Kara-Murza é um rival de longa data do presidente russo, Vladimir Putin, e terá sido envenenado por duas vezes (em 2015 e 2017), naquelas que considerou tentativas de assassinato por parte do regime russo.As autoridades russas intensificaram as ações judiciais contra os críticos de Vladimir Putin desde o início da ofensiva na Ucrânia.

O político de 41 anos é classificado por Moscovo como "agente estrangeiro", estatuto usado para denunciar e isolar dissidentes. Nasceu na Rússia, mas tem também nacionalidade britânica, já que se mudou com a mãe para o Reino Unido aos 15 anos.

Foi em adulto que se aproximou de líderes da oposição russa, em particular de Boris Nemtsov, morto a tiro em 2015, e Mikhail Khodorkovsky, empresário que passou uma década na prisão pelas críticas a Vladimir Putin.

Em entrevista à AFP em 2021, Kara-Murza garantiu que não pretendia deixar a Rússia, apesar dos riscos. "Somos políticos russos, o nosso lugar é na Rússia", considerou na altura. "O maior presente que aqueles que se opõem a Vladimir Putin podem dar-lhe é desistirem e fugirem".

A maioria dos opositores do líder russo estão atualmente na prisão ou exilados. Um dos casos mais emblemáticos é o de Alexei Navalny, também vítima de um envenenamento que lhe valeu uma hospitalização em estado grave.
“Não termos medo de nos opor a ditadores”
Navalny está neste momento a cumprir uma sentença de nove anos de prisão por fraude. Foi detido em janeiro de 2021, ao regressar à Rússia depois de um longo período na Alemanha.
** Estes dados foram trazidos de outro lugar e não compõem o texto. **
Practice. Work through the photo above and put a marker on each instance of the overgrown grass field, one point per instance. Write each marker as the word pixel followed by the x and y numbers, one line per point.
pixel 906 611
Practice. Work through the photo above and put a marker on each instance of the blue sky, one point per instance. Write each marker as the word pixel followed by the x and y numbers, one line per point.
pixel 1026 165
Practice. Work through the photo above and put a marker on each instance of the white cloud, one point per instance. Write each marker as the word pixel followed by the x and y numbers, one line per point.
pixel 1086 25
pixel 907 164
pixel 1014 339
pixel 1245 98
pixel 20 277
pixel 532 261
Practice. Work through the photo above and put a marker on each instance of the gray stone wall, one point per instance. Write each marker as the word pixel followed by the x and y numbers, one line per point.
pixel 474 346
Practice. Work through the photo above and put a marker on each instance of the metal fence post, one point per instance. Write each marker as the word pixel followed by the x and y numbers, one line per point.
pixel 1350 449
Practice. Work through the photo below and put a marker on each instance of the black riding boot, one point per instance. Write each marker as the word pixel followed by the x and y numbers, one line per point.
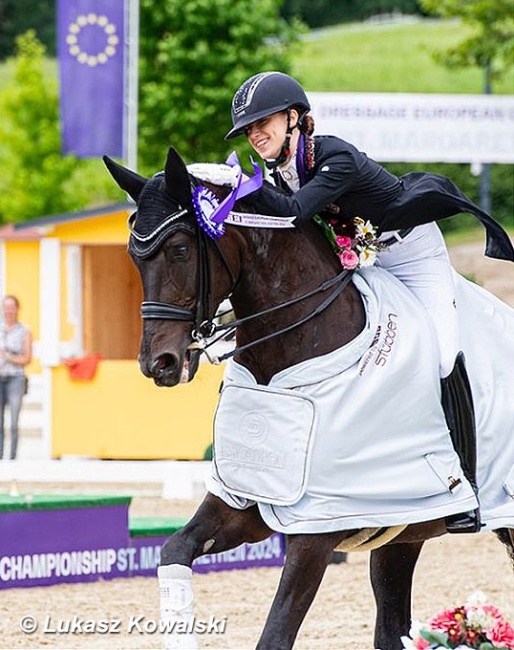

O documentário sobre a sua história foi no domingo merecedor de um Óscar, com a mulher do opositor a discursar na cerimónia. "Alexei, o mundo não esqueceu a tua mensagem vital para todos nós: não devemos ter medo de nos opor a ditadores e ao autoritarismo, onde quer que apareçam”, apelou Yulia Navalny.

"Alexei, estou a sonhar com o dia em que tu e o nosso país serão livres. Continua a ser forte, meu amor”, acrescentou.Navalny divulgou vários relatórios sobre a corrupção na Rússia e no Governo Putin, tornando-se uma figura popular entre os russos que também se opõem ao regime.

O diretor do documentário, Daniel Roher, dedicou o Óscar a Navalny e a todos os presos políticos do mundo. O canadiano esteve com o opositor russo em Berlim há dois anos, enquanto este último recuperava do envenenamento.

O documentário que teve por base essa conversa foi um sucesso no Festival de Cinema Sundance, onde ganhou o prémio do público de melhor documentário e o prémio de favorito do festival.

"'Navalny' é, antes de mais, sobre a paixão, motivação e heroísmo inspiradores de Alexey Navalny, que enquanto celebramos este prémio continua a definhar numa colónia penal", lamentou Amy Entelis, vice-presidente da CNN Worldwide, que produziu o documentário em conjunto com a HBO Max.